Witam wieczornie. Jak ja lubię te zajęcia z dziećmi! Zawsze wcześniej czuję się zmęczona i nie mam sił się na nie zebrać ale już w trakcie tak się wkręcam i jest super zabawa. Zawsze mi to poprawia humor! Dzieci są wspaniałe
)
Jest taki ciepły wieczór, otworzyłam moje bezalkoholowe piwko i wypiłam z moim M. na balkonie! Żyć nie umierać
))
justynka wow! ALe ci zazdroszczę tego domku! Napisz coś więcej?
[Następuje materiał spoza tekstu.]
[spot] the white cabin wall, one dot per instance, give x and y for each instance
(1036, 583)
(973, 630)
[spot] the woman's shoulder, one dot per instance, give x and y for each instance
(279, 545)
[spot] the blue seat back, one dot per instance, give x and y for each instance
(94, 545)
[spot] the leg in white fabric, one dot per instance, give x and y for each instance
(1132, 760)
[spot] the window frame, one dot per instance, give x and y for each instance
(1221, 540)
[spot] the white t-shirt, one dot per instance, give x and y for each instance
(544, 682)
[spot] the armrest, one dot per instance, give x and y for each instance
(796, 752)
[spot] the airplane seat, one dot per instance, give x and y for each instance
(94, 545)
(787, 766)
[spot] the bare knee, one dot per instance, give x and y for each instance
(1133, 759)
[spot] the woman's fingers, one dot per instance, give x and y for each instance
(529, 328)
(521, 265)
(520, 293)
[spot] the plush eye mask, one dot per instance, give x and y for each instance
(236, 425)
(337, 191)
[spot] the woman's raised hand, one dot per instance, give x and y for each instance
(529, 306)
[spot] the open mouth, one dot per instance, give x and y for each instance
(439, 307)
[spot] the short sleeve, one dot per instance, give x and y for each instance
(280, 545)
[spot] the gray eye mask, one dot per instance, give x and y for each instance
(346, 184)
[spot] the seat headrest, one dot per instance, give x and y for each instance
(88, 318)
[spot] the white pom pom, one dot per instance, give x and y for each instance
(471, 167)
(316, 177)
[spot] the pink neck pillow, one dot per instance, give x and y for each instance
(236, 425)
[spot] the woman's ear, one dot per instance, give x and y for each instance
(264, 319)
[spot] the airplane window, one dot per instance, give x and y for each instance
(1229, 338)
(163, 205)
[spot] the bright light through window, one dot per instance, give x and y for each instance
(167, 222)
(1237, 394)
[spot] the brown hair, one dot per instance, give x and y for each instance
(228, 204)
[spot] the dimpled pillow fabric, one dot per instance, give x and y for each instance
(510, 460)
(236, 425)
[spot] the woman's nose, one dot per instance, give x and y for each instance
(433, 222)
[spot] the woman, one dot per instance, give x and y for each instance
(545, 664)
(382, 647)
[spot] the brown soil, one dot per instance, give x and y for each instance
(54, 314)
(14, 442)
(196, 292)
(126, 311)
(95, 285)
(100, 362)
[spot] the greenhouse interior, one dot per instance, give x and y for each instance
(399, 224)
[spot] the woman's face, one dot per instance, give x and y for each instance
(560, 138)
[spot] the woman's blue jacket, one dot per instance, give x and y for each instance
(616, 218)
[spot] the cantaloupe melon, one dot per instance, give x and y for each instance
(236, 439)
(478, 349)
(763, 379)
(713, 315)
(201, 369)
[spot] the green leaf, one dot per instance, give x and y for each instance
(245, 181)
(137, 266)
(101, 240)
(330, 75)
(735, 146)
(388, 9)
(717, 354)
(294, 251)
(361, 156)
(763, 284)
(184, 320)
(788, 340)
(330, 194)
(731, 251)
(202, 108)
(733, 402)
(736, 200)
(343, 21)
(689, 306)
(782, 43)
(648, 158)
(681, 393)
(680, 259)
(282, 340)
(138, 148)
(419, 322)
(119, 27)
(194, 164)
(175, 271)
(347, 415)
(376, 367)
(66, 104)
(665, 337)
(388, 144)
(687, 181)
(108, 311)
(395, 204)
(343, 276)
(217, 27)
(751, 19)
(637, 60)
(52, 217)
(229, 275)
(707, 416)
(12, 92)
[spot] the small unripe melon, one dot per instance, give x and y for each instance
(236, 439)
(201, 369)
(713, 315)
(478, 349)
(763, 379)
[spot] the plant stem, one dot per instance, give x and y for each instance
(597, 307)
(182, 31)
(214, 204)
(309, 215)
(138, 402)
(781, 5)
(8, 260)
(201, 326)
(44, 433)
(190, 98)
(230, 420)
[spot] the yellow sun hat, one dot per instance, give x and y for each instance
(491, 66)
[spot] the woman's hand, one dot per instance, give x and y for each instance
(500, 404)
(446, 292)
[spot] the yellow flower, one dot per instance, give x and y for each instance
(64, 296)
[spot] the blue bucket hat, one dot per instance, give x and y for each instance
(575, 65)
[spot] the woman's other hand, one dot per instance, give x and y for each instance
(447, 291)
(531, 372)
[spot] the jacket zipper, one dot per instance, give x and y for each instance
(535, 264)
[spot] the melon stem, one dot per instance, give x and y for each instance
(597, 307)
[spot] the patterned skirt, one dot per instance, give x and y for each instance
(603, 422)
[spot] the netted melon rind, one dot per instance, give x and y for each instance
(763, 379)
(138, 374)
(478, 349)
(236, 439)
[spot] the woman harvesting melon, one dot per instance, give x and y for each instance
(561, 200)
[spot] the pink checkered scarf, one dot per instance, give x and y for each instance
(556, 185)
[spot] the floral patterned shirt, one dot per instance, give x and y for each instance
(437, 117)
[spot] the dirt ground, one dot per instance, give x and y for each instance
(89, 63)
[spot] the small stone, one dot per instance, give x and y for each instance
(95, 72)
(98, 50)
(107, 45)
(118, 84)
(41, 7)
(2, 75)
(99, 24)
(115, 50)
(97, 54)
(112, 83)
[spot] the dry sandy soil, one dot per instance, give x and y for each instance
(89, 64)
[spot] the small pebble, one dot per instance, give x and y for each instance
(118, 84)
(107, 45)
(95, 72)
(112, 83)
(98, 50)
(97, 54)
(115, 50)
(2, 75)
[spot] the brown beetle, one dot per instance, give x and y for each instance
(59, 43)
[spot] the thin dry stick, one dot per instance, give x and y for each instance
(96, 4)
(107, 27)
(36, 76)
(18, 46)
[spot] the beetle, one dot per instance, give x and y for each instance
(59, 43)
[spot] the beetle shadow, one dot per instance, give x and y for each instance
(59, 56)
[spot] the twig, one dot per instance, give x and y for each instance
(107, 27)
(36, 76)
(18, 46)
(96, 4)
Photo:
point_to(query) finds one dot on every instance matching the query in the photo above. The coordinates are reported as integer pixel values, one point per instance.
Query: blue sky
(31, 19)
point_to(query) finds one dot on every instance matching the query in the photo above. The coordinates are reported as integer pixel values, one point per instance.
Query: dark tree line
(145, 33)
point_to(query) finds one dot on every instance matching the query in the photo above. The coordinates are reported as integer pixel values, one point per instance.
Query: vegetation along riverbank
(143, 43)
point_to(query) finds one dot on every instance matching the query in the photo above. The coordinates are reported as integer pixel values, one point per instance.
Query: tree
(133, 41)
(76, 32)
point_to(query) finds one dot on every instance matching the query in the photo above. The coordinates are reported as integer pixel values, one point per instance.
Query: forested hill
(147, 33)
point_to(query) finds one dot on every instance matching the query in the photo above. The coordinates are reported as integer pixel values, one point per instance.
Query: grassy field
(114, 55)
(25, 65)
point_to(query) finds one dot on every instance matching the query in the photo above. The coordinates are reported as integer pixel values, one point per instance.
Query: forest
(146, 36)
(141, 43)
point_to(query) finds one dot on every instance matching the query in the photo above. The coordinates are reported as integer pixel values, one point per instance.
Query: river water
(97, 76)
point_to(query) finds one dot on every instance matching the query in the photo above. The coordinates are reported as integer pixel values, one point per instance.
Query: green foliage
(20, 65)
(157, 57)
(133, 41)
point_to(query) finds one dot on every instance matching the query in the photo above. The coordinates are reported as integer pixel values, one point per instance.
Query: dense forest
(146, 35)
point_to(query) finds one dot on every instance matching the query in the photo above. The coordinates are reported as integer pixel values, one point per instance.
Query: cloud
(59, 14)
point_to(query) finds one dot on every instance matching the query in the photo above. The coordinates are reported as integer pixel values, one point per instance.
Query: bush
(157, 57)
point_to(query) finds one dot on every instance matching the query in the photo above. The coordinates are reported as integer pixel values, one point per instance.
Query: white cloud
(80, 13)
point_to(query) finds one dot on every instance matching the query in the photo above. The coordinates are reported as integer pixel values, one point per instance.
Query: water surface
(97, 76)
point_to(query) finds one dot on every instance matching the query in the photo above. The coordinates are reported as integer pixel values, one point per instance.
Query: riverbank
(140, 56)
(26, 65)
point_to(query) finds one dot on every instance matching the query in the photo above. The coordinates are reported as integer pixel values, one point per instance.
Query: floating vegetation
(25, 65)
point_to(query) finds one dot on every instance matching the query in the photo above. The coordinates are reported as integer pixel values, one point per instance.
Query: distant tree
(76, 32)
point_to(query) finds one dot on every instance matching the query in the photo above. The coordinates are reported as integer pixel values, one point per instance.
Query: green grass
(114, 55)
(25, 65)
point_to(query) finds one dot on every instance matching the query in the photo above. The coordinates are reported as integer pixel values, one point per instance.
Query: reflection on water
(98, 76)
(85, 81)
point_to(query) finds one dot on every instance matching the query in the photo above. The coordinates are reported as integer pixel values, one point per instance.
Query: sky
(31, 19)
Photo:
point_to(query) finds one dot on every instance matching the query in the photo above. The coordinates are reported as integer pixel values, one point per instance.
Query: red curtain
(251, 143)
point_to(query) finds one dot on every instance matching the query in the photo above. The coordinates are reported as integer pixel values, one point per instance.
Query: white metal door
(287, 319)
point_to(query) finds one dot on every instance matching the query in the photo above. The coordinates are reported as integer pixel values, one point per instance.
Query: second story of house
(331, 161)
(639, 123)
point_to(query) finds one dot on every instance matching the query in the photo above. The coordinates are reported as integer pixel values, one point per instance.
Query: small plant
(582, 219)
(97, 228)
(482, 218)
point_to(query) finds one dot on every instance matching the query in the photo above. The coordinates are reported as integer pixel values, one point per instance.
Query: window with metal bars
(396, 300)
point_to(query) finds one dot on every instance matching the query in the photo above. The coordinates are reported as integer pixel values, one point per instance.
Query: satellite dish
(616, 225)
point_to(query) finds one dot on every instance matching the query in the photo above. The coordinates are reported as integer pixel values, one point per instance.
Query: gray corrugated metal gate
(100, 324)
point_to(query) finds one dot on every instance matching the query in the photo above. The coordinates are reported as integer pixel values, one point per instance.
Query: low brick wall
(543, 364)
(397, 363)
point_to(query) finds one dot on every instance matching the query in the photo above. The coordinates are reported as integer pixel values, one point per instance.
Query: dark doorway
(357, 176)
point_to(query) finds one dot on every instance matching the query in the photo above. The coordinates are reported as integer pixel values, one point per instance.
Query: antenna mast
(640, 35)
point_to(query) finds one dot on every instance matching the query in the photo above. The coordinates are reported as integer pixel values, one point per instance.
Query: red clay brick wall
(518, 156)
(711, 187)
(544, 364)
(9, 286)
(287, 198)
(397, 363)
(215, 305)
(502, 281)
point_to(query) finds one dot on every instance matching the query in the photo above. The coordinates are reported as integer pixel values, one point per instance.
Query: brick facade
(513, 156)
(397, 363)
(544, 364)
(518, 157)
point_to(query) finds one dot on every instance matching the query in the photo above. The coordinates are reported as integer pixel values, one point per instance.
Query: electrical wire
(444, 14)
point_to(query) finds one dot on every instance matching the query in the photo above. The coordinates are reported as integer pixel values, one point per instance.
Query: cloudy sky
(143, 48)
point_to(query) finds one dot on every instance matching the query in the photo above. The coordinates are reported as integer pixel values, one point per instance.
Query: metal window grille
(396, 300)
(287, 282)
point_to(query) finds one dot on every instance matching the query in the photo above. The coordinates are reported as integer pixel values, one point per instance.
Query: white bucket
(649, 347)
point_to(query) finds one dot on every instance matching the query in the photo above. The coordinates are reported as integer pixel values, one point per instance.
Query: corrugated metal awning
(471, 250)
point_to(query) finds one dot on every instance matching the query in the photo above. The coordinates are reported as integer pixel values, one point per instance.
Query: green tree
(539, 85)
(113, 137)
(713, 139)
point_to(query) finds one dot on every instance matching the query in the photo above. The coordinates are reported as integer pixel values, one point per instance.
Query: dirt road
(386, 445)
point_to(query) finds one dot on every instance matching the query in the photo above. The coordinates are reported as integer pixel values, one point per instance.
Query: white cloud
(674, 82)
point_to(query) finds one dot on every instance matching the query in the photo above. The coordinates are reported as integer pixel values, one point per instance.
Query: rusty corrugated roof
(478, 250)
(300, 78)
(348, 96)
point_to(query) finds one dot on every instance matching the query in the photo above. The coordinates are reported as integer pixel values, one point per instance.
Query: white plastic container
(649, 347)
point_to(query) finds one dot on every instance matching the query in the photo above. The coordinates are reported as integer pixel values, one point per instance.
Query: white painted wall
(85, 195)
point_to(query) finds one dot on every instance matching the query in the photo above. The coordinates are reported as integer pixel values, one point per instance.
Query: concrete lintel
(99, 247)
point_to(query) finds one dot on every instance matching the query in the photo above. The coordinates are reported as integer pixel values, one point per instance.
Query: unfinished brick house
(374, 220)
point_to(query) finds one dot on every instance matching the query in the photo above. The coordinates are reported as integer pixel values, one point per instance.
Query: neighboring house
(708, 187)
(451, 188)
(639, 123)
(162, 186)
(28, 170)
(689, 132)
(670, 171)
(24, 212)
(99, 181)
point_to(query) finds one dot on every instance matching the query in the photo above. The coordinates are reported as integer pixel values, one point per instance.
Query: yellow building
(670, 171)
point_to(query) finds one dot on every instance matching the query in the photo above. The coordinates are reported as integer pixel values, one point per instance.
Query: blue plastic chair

Przeprowadzka niełatwa sprawa ale dasz radę, nie ma innej opcji
Zebrra ja też nie prasuję. W ciągu ostatniego tygodnia moje żelazko napracowało się więcej niż przez całe poprzednie życie - prasuję ciuszki dla Marysi
A jeśli chodzi o naczynia... ja nie mam zmywarki. Ale zmywaniem zajmuje się tylko i wyłącznie M. Ja nienawidzę garów, po umyciu kilku talerzy mój kręgosłup odmawia posłuszeństwa.
CInamon jak wspaniale dojrzeć radość w twoich postach! Aż się sama zaczęłam uśmiechać
)
Evka ja załamkę ubraniową przeżywałam wczoraj. Pojechaliśmy na obiad do teściów, łądna pogoda, cieplutko a ja w swetrze. No i biust na wierzchu, bo mam wrażenie, że ciągle rośnie i nie mieści się już w absolutnie żadnym ubraniu
I teściowa mnie poratowała, pożyczyła mi 3 śliczne bluzeczki, troszkę na mnie luźne ale jak miło poczuć na sobie coś nie opiętego. Wspaniała ta moja teściowa, naprawdę!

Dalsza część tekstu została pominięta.